Pour être aussi affirmatifs, nous nous appuyons sur des sources qui ne sont ni personnelles, ni journalistiques, mais sur toutes les revues scientifiques de référence. Nous tirons les conclusions à la fois des lectures scientifiques d'aujourd'hui et des données historiques disponibles sur les pandémies survenues tout au long de l'histoire de l'humanité.

Le ministère français de la Santé est-il en phase avec vos analyses ?
 
Nous avons rencontré deux fois Xavier Bertrand, en dernier lieu il y a huit jours. Le ministre nous a demandé de participer à la définition de la politique de prévention. Il faut féliciter les pouvoirs publics français d'être particulièrement sensibilisés au problème et d'avoir déjà engagé des actions. Nous estimons cependant que la prise de conscience n'est pas encore à la mesure de la situation. Nous avons besoin d'une présence politique renforcée au plus haut niveau.

Et les médecins ? Comment jugez-vous leur prise en compte du risque ?

Je ne saurais vous répondre pour les médecins de ville, mais pour les hospitaliers je constate qu'ils sont en train de s'éveiller. Je m'en rends compte dans mon propre service, à La Pitié, par rapport à l'an dernier, où nous avions énormément de mal à les convaincre, ils sont beaucoup plus nombreux à se vacciner contre la grippe.

Que doit faire, à ce stade, le corps médical ?

Les pouvoirs publics et l'Ordre des médecins doivent négocier avec l'ensemble des associations de médecins pour bien s'assurer que tout le monde sera à son poste en cas de pandémie, avec tous les spécialistes mobilisés, y compris, par exemple, les chirurgiens esthétiques.
Les négociations doivent aussi s'engager pour une prise en charge universelle de la grippe. D'autre part, la sécurisation de l'activité soignante, par les moyens policiers appropriés, doit être préparée.
Par ailleurs, des programmes de formation vont être prochainement proposés, à l'initiative des sociétés savantes (pneumologie et infectiologie), si le ministère de la Santé donne son feu vert.

Vous montrez qu'on ne saurait évidemment se cantonner à une perspective purement française, s'agissant d'une pandémie planétaire.

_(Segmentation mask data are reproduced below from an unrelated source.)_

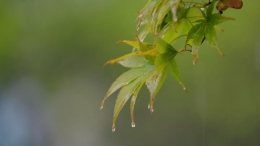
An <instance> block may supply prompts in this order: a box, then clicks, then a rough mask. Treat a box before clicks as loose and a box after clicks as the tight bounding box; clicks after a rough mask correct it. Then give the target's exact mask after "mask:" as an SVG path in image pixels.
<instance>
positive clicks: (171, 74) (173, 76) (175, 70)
mask: <svg viewBox="0 0 260 146" xmlns="http://www.w3.org/2000/svg"><path fill="white" fill-rule="evenodd" d="M169 67H170V72H171V75H172V76H173V77H174V78H175V79H176V80H177V81H178V82H179V83H180V84H181V85H182V87H183V90H185V91H187V88H186V87H185V85H184V83H183V81H182V79H181V76H180V72H179V68H178V65H177V63H176V61H175V59H174V58H173V59H172V60H171V62H170V66H169Z"/></svg>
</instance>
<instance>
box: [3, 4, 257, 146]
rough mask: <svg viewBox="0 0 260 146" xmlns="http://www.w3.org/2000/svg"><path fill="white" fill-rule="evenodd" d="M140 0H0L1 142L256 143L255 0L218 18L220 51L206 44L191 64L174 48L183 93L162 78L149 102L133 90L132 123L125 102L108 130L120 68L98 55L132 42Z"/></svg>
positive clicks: (55, 143)
mask: <svg viewBox="0 0 260 146" xmlns="http://www.w3.org/2000/svg"><path fill="white" fill-rule="evenodd" d="M145 3H146V0H141V1H140V0H131V1H126V0H110V1H108V0H100V1H94V0H74V1H70V0H24V1H18V0H8V1H7V0H2V1H0V145H1V146H83V145H85V146H101V145H102V146H115V145H116V146H143V145H150V146H157V145H165V146H168V145H171V146H172V145H175V146H259V145H260V138H259V137H260V107H259V103H260V76H259V75H260V37H259V32H260V27H259V26H260V15H259V11H258V10H259V8H258V7H259V4H260V1H252V0H251V1H247V0H244V7H243V9H241V10H234V9H229V10H228V11H226V12H225V13H224V15H226V16H230V17H234V18H236V20H235V21H229V22H226V23H224V24H222V25H221V27H222V28H223V29H224V30H225V32H223V33H218V36H219V45H220V47H221V49H222V50H223V52H224V53H225V55H226V56H225V57H221V56H219V55H218V53H217V51H216V50H214V49H212V48H210V47H209V46H208V45H203V47H202V48H201V50H200V58H199V61H198V63H197V65H195V66H193V65H192V57H191V55H190V54H189V53H183V54H182V55H178V56H177V61H178V64H179V68H180V71H181V74H182V78H183V80H184V83H185V84H186V86H187V88H188V93H185V92H184V91H183V90H182V88H181V86H180V85H179V84H178V83H177V82H176V81H175V80H174V79H172V78H170V77H169V78H168V79H167V80H166V83H165V84H164V85H163V87H162V89H161V91H160V92H159V94H158V96H157V98H156V102H155V112H154V113H153V114H152V115H151V114H150V112H149V110H148V109H147V104H148V102H149V94H148V90H147V89H146V87H145V88H143V89H142V91H141V93H140V94H139V97H138V100H137V104H136V108H135V119H136V128H134V129H133V128H131V126H130V123H131V121H130V114H129V104H127V105H126V106H125V107H124V109H123V111H122V112H121V114H120V115H119V118H118V122H117V129H116V132H115V133H112V132H111V123H112V114H113V106H114V103H115V99H116V94H114V95H113V96H112V97H110V99H109V100H108V102H107V103H106V105H105V107H104V109H103V110H102V111H100V110H99V105H100V103H101V101H102V99H103V97H104V95H105V93H106V91H107V89H108V88H109V86H110V84H111V83H112V82H113V81H114V80H115V79H116V77H117V76H119V75H120V74H121V73H123V72H124V71H126V70H127V69H126V68H123V67H121V66H119V65H112V66H106V67H103V64H104V62H106V61H107V60H109V59H113V58H116V57H118V56H121V55H123V54H125V53H128V52H130V51H131V49H132V48H131V47H129V46H127V45H125V44H116V42H117V41H118V40H120V39H130V40H131V39H134V36H135V34H136V32H135V26H136V24H137V22H136V21H135V18H136V13H137V12H138V11H139V10H140V9H141V8H142V7H143V6H144V4H145Z"/></svg>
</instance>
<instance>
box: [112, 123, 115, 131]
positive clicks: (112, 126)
mask: <svg viewBox="0 0 260 146" xmlns="http://www.w3.org/2000/svg"><path fill="white" fill-rule="evenodd" d="M115 131H116V125H114V124H113V126H112V132H115Z"/></svg>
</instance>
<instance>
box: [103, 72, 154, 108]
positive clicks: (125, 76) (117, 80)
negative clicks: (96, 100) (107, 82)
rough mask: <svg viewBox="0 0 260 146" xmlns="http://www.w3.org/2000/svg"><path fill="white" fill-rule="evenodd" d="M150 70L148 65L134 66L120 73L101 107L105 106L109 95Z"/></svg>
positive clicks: (109, 91)
mask: <svg viewBox="0 0 260 146" xmlns="http://www.w3.org/2000/svg"><path fill="white" fill-rule="evenodd" d="M147 70H149V68H148V67H141V68H133V69H130V70H129V71H127V72H125V73H123V74H122V75H120V76H119V77H118V78H117V79H116V80H115V81H114V82H113V83H112V85H111V87H110V88H109V89H108V91H107V94H106V96H105V98H104V99H103V101H102V103H101V106H100V109H102V108H103V106H104V104H105V102H106V100H107V99H108V97H109V96H110V95H111V94H113V93H114V92H115V91H116V90H118V89H119V88H121V87H122V86H124V85H126V84H128V83H130V82H132V81H133V80H134V79H136V78H138V77H140V76H141V75H142V74H143V73H144V72H147Z"/></svg>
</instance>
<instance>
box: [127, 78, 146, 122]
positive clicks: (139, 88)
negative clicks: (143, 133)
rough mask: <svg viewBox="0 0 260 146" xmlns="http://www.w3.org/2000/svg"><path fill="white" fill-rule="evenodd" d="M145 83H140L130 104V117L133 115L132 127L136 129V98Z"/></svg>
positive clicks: (131, 118) (136, 88) (134, 94)
mask: <svg viewBox="0 0 260 146" xmlns="http://www.w3.org/2000/svg"><path fill="white" fill-rule="evenodd" d="M143 84H144V82H142V83H140V85H139V86H138V87H137V88H136V90H135V92H134V93H133V96H132V99H131V103H130V115H131V121H132V122H131V126H132V127H135V120H134V107H135V102H136V98H137V95H138V93H139V91H140V89H141V88H142V86H143Z"/></svg>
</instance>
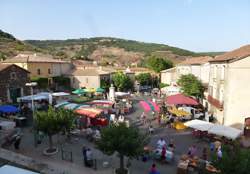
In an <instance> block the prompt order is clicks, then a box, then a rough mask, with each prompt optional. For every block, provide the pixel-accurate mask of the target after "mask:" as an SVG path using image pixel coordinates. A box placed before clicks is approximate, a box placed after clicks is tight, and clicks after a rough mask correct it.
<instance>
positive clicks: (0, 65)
mask: <svg viewBox="0 0 250 174" xmlns="http://www.w3.org/2000/svg"><path fill="white" fill-rule="evenodd" d="M11 66H16V67H18V68H20V69H22V70H24V71H26V72H27V73H30V72H29V71H27V70H26V69H24V68H21V67H19V66H17V65H15V64H9V63H0V71H3V70H4V69H6V68H8V67H11Z"/></svg>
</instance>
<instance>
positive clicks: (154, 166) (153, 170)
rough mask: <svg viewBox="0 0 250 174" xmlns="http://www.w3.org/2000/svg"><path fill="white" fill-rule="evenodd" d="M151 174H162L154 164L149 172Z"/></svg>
mask: <svg viewBox="0 0 250 174" xmlns="http://www.w3.org/2000/svg"><path fill="white" fill-rule="evenodd" d="M149 174H160V172H159V171H158V170H157V169H156V165H155V164H152V167H151V169H150V171H149Z"/></svg>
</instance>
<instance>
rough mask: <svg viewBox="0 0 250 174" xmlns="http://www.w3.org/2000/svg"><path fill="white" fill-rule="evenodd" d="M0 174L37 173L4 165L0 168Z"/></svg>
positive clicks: (29, 170) (25, 169)
mask: <svg viewBox="0 0 250 174" xmlns="http://www.w3.org/2000/svg"><path fill="white" fill-rule="evenodd" d="M0 173H2V174H9V173H18V174H38V173H37V172H32V171H30V170H26V169H21V168H18V167H14V166H11V165H4V166H2V167H0Z"/></svg>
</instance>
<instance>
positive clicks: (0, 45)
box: [0, 30, 41, 60]
mask: <svg viewBox="0 0 250 174" xmlns="http://www.w3.org/2000/svg"><path fill="white" fill-rule="evenodd" d="M23 51H29V52H30V51H31V52H33V51H34V52H40V51H41V50H40V49H38V48H36V47H34V46H32V45H30V44H28V43H24V42H22V41H19V40H17V39H16V38H15V37H14V36H12V35H11V34H8V33H6V32H3V31H2V30H0V60H4V59H7V58H9V57H12V56H15V55H16V54H18V53H19V52H23Z"/></svg>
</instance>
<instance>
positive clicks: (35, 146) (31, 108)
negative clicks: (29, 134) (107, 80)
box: [25, 82, 37, 147]
mask: <svg viewBox="0 0 250 174" xmlns="http://www.w3.org/2000/svg"><path fill="white" fill-rule="evenodd" d="M25 86H28V87H30V92H31V109H32V118H33V128H34V145H35V147H36V146H37V141H36V140H37V135H36V130H35V124H34V121H35V119H34V112H35V110H34V93H33V87H35V86H37V82H30V83H26V84H25Z"/></svg>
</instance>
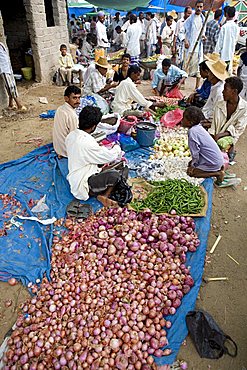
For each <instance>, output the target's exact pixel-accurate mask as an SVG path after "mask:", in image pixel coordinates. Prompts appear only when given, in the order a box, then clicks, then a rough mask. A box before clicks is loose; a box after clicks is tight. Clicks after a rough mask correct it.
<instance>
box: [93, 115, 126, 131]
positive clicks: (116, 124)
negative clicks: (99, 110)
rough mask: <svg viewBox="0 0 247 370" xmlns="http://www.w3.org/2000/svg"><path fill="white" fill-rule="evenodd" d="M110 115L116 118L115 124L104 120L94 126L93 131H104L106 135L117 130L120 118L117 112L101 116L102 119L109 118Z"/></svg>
mask: <svg viewBox="0 0 247 370" xmlns="http://www.w3.org/2000/svg"><path fill="white" fill-rule="evenodd" d="M111 117H113V118H114V117H115V118H116V119H117V121H116V123H115V125H110V124H108V123H106V122H100V123H99V124H98V125H97V127H96V130H95V131H94V132H95V133H97V132H102V131H103V132H104V133H105V134H106V135H111V134H114V133H115V132H117V130H118V127H119V124H120V118H121V116H120V115H119V114H118V113H113V114H106V115H104V116H103V117H102V119H103V118H104V119H106V118H111Z"/></svg>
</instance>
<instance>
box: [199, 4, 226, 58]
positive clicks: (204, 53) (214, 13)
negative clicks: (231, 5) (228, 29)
mask: <svg viewBox="0 0 247 370" xmlns="http://www.w3.org/2000/svg"><path fill="white" fill-rule="evenodd" d="M221 15H222V10H221V9H218V10H216V12H215V13H214V19H212V20H211V21H209V22H208V23H207V26H206V33H205V36H206V40H205V41H204V43H203V53H204V54H208V53H210V54H212V53H213V52H214V50H215V46H216V43H217V40H218V37H219V33H220V26H219V20H220V17H221Z"/></svg>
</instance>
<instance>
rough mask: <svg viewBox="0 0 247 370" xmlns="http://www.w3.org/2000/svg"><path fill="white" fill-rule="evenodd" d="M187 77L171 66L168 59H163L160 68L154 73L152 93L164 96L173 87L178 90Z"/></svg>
mask: <svg viewBox="0 0 247 370" xmlns="http://www.w3.org/2000/svg"><path fill="white" fill-rule="evenodd" d="M187 77H188V75H187V73H186V72H184V71H183V70H182V69H180V68H178V67H176V66H174V65H172V64H171V61H170V59H164V60H163V61H162V68H158V69H156V70H155V72H154V77H153V81H152V88H153V92H154V94H155V95H159V96H162V95H165V94H166V93H167V92H168V91H171V90H172V89H173V88H174V87H178V88H180V87H181V85H182V83H183V82H184V81H185V79H186V78H187Z"/></svg>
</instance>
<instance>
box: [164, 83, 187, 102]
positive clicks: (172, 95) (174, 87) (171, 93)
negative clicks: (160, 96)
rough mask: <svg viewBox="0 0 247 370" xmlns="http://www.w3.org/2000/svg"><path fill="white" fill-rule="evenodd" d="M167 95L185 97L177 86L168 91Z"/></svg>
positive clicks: (166, 94)
mask: <svg viewBox="0 0 247 370" xmlns="http://www.w3.org/2000/svg"><path fill="white" fill-rule="evenodd" d="M165 96H166V97H167V98H176V99H183V97H184V96H183V94H182V93H181V91H180V90H179V88H178V87H177V86H175V87H173V89H171V90H170V91H168V92H167V93H166V95H165Z"/></svg>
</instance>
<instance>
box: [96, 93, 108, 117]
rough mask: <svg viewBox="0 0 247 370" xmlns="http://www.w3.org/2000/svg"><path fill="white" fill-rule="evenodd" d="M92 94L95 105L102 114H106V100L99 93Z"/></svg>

Supposons que 90 % des moyens soient confisqués dans les pays riches, où on totaliserait 5 millions de morts, alors qu'on en dénombrerait 200 millions à travers les pays pauvres. Imaginez les répercussions politiques, à terme, d'une disparité à ce point scandaleuse ! La pandémie propage en effet à la fois une logique de guerre et une logique de guerre civile. Dans l'histoire, on a vu que des sociétés ont explosé sous l'effet de bombes pandémiques.
Je vois aujourd'hui un élément d'espoir dans les leçons que les autorités fédérales américaines ont tirées du cyclone Katrina, considérant qu'aucune politique de prévention n'avait été élaborée à la hauteur du risque.
Le gouvernement français pourrait faire passer le message de l'intérêt bien compris des pays riches : faire en sorte que la maladie ne diffuse pas à partir des pays pauvres et par conséquent d'y soigner les personnes touchées.

Quels enjeux éthiques comportent d'ores et déjà la phase de préparation à la pandémie ?

Nous écrivons que c'est à l'occasion des crises que les couples savent s'ils sont faits pour vivre ensemble. C'est à l'occasion des épreuves qu'une démocratie montre la réalité de son fonctionnement et la vérité de ses valeurs ; la préparation à la pandémie va révéler crûment si nous sommes toujours dans le chacun pour soi, dans l'égoïsme aveugle, ou si, au contraire, nous sommes capables d'adopter une démarche réellement humaniste. Pour ma part, je crois que l'humanité est une, que l'homme est le même partout, quelles que soient les inégalités de développement et de culture et que le primat, c'est la vie de l'homme. Notre société respectera-t-elle seulement la vie de ses propres membres ? Ou sera-t-elle capable de se soucier aussi des autres sociétés ? C'est tout l'enjeu éthique de cette pandémie. De ce point de vue, notre démarche est pleine de confiance et d'espoir.

 
>PROPOS RECUEILLIS PAR CHRISTIAN DELAHAYE
* Par le Pr Jean-Philippe Derenne, chef du service de pneumologie de La Pitié, et le Pr François Bricaire, chef du service des maladies infectieuses de La Pitié, Fayard, 324 pages, 19 euros.